Matt Cutts has an interesting Web site on optimizing your Google search results. He recommends signing up for Google's Webmaster Tools. Among other things it allows you to see how Google views your site.

For instance, looking at the indexed pages will show you which pages Google visits most frequently. In general, it's the pages that change the most - typically the front page, news page, and RSS feed if you have one. Google loves RSS feeds because they're easy to parse and that's where the newest information is available. If your company doesn't have an RSS feed, set one up now. I use FeedForAll for Windows to generate ours, or you can install full-featured blogging software.

I found Cutts via a link to his opinion on whether you should use a hyphen or an underscore as a separator in filenames.

I’ve stylized the conversation quite a bit, but I remember how impressed I was that Google indexed numbers and some punctuation (come to think of it, search engines have come a long way in five years).
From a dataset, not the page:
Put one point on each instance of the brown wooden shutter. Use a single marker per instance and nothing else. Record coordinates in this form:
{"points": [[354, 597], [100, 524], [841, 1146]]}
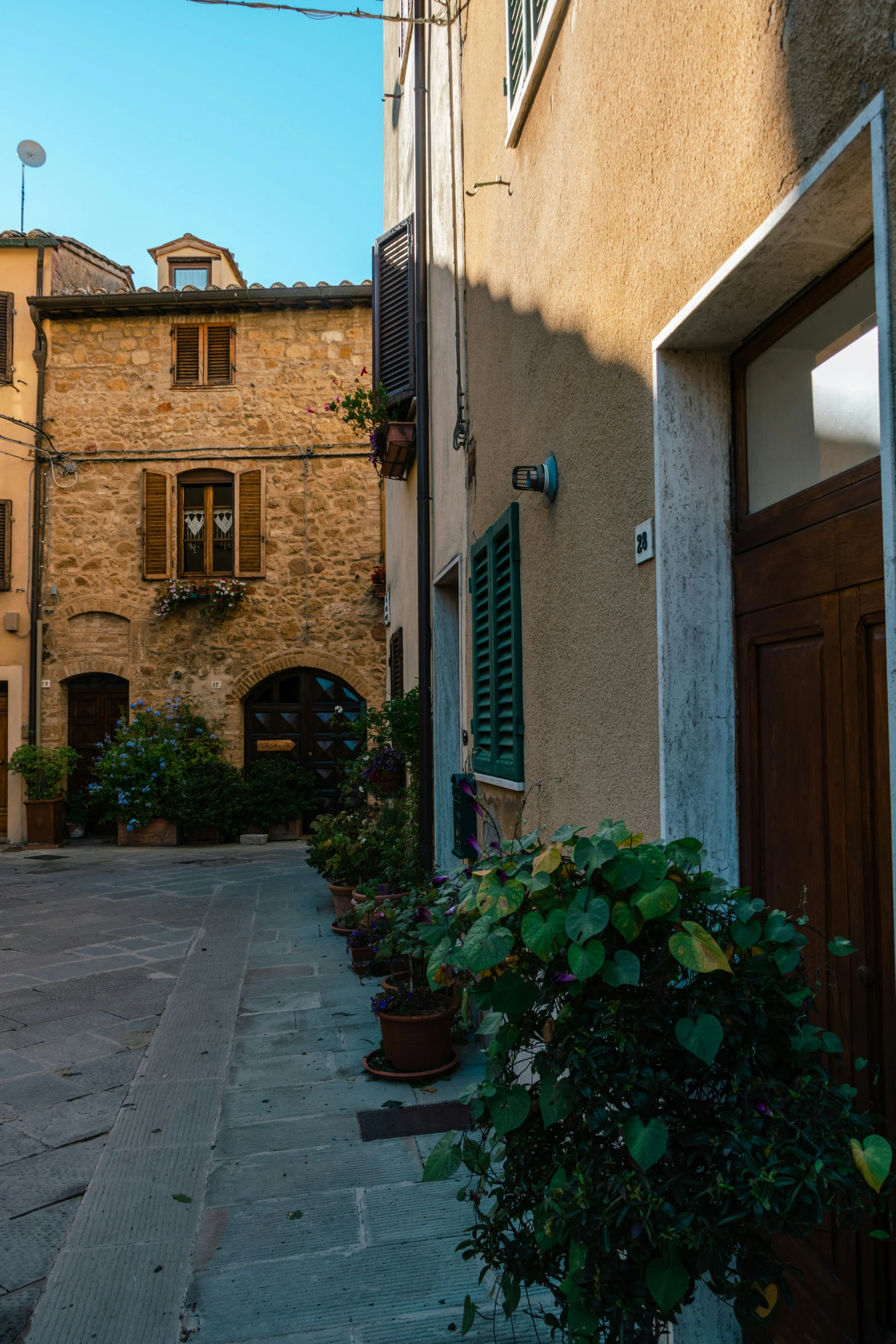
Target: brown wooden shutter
{"points": [[156, 526], [397, 665], [6, 544], [220, 354], [250, 523], [186, 355], [6, 338]]}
With underscores, Google’s programmer roots are showing. Lots of computer programming languages have stuff like _MAXINT, which may be different than MAXINT. So if you have a url like word1_word2, Google will only return that page if the user searches for word1_word2 (which almost never happens). If you have a url like word1-word2, that page can be returned for the searches word1, word2, and even “word1 word2″.

That’s why I would always choose dashes instead of underscores. To answer a common question, Google doesn’t algorithmically penalize for dashes in the url. Of course I can only speak for Google, not other search engines.